After the Whitlam government introduced Medicare and the Fraser government pulled it apart, the Hawke government re-established Medicare and Australians enjoyed universal health coverage, and PHI levels dropped. There was still a role for private health insurance particularly when it came to the provision of dental services, which today represent over 50 per cent of the claims received by private health insurance companies. So PHI still playa, and has played, an important role in relation to dental care, but rates were dropping. This moved the Howard government, which, at the same time as abolishing the Commonwealth dental program, introduced incentives which would encourage the take-up of private health insurance in the population. Eventually we moved to the lifetime cover provisions together with the rebates that I have already spoken of. That saw a significant uptake in private health insurance but also a significant increase in the cost to the Commonwealth of private health insurance. These things obviously had to be moderated to ensure that we had some sustainability within the industry.
Since coming to office the government have been very active in the health space. In fact more active than successful, but very active in the health space. They have had their targets set on universal health cover through the Medicare system with four different versions of the GP tax. We are seeing bulk-billing rates in general practice declining again after almost six years of consistent increase. Of course there are significant cuts, over $55 billion worth of cuts, to our public hospital system. How is this relevant to private health insurance? As the Commonwealth takes deliberate steps to minimise, to shrink, to control the rate of growth within the public side of the health system, many patients are forced into the private side and are forced to rely even more on their private health insurance cover. This, as we argue, is going to put increased pressure on private health insurance premiums.

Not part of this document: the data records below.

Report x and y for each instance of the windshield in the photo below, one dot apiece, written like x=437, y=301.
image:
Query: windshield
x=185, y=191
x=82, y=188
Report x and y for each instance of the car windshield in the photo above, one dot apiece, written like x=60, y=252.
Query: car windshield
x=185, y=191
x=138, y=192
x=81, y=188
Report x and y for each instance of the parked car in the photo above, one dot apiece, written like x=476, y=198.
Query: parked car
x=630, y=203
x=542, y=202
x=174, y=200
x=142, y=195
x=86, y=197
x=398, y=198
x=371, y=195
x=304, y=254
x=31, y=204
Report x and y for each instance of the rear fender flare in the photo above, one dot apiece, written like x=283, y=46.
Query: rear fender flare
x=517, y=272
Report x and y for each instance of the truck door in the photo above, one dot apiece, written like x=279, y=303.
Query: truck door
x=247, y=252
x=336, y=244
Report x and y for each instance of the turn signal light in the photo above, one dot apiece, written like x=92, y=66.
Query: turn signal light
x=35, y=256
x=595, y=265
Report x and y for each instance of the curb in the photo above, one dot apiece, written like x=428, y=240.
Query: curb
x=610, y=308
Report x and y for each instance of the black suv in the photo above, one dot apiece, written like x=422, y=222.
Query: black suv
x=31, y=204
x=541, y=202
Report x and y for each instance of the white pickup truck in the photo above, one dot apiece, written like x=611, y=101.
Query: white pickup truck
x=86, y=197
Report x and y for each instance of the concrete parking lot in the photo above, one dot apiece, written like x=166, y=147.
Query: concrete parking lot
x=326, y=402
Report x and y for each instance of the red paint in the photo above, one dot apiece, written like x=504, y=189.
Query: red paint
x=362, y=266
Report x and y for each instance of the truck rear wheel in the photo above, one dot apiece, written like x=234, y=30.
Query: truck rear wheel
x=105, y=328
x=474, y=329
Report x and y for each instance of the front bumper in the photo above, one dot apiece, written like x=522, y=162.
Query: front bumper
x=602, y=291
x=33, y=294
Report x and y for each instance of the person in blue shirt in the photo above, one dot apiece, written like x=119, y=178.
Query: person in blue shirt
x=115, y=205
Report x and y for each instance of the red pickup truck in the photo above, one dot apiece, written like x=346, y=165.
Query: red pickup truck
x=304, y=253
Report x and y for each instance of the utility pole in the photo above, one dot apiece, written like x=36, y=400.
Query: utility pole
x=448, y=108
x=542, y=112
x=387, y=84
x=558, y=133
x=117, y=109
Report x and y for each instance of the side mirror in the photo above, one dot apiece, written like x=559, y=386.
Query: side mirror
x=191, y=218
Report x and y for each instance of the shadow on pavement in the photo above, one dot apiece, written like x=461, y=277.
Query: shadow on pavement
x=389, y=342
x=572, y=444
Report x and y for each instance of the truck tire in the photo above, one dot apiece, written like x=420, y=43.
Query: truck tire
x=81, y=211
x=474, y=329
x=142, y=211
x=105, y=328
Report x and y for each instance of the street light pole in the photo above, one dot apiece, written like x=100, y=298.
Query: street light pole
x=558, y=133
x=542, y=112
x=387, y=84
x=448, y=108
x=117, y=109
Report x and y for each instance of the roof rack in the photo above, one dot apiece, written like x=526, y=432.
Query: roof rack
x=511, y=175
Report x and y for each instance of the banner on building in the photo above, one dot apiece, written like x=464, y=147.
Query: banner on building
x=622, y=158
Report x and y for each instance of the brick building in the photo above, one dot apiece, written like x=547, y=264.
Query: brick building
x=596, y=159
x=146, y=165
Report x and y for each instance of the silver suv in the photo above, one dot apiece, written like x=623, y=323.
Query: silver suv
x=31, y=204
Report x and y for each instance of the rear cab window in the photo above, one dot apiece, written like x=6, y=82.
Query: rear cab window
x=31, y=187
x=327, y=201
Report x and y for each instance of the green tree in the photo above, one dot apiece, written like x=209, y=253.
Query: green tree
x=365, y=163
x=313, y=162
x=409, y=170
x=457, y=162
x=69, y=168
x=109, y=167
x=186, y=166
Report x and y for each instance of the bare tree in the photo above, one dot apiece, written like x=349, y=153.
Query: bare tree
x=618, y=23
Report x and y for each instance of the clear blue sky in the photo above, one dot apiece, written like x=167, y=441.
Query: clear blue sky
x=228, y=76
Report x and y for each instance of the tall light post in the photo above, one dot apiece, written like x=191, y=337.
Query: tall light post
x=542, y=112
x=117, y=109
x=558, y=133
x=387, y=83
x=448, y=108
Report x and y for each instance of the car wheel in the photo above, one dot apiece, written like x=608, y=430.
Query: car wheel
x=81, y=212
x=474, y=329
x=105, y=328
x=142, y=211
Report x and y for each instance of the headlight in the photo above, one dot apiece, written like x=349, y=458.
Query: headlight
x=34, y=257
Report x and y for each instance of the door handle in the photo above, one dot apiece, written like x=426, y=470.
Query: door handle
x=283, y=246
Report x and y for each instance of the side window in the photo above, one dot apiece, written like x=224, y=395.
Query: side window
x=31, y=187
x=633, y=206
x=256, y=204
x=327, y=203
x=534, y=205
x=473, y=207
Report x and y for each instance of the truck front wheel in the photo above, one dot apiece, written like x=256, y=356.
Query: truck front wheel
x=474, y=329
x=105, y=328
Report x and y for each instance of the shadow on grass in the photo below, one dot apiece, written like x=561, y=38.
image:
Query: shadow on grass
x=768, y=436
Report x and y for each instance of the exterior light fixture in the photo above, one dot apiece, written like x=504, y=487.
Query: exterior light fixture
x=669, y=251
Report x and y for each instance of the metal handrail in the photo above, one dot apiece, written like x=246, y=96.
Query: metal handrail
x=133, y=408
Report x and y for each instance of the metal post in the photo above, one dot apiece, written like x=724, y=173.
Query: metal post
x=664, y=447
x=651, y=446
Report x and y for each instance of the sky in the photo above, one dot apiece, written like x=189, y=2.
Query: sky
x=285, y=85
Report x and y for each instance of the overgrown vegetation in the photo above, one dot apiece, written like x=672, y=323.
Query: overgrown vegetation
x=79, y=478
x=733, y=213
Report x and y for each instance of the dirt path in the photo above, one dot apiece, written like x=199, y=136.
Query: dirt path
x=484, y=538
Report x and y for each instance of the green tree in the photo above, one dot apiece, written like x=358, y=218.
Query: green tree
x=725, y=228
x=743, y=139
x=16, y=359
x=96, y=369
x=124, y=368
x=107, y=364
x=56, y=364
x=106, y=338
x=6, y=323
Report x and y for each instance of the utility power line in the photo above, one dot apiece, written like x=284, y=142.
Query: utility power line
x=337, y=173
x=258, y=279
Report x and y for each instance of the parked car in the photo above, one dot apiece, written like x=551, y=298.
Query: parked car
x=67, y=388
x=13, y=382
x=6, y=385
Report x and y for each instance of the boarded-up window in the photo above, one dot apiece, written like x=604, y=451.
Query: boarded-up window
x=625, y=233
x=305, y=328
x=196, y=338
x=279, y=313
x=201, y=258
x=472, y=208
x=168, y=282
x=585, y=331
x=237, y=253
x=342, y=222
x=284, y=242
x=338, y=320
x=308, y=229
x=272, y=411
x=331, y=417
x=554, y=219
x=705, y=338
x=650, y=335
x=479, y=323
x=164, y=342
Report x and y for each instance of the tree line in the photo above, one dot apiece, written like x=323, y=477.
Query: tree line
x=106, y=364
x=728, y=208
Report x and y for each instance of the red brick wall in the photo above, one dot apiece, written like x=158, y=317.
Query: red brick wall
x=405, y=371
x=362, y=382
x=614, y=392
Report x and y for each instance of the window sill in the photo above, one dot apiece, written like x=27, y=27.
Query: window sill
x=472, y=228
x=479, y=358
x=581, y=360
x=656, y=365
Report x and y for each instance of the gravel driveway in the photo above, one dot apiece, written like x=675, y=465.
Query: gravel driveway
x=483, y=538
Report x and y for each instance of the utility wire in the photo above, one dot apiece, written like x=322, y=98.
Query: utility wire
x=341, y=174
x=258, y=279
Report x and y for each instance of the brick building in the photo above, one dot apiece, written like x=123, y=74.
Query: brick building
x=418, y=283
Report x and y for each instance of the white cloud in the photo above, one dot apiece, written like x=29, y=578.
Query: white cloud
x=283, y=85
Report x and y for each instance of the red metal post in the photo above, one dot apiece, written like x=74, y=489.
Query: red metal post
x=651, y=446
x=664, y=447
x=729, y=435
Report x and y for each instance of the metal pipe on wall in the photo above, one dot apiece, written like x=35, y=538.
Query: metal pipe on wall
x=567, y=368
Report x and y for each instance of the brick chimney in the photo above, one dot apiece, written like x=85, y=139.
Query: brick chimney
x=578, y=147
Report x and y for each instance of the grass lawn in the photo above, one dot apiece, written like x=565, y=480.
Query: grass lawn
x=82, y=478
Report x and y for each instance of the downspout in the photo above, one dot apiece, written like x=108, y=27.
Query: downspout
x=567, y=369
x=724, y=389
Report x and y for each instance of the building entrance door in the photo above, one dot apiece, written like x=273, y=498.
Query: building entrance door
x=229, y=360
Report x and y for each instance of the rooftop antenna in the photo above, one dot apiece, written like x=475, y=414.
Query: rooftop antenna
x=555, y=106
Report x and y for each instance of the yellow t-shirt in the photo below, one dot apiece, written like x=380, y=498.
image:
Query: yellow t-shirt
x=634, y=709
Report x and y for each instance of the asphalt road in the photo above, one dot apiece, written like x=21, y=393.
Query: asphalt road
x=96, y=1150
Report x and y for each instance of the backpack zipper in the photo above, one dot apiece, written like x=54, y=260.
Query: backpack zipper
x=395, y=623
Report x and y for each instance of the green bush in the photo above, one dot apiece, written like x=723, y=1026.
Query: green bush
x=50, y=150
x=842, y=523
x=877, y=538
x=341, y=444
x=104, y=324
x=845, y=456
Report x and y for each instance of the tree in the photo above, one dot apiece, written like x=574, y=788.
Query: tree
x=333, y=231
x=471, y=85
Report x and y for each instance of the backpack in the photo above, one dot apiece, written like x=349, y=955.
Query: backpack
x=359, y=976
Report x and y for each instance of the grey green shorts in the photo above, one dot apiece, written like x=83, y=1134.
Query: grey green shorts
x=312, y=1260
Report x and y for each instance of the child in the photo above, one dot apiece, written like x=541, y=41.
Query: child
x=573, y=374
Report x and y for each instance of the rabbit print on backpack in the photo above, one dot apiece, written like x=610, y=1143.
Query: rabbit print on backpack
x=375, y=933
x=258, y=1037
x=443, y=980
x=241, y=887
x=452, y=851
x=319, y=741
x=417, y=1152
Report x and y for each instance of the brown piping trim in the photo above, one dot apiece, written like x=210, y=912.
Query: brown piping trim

The architecture for the prudential regulation and the consumer protections in private health insurance are more important now than ever as the government, through a mean-spirited policy towards health care in this country, is shifting the burden towards private cover. We are going to see upward pressure on private health insurance premiums in this country. These are matters which need to be debated. We have a bill before the House and we expect more. As I said at the outset, there has been insufficient stakeholder consultation in this, and I sincerely hope that, when this bill comes before the Senate, there will be the opportunity for further scrutiny of the matters, which are of great public import and, I am sure, of concern to all members of the House.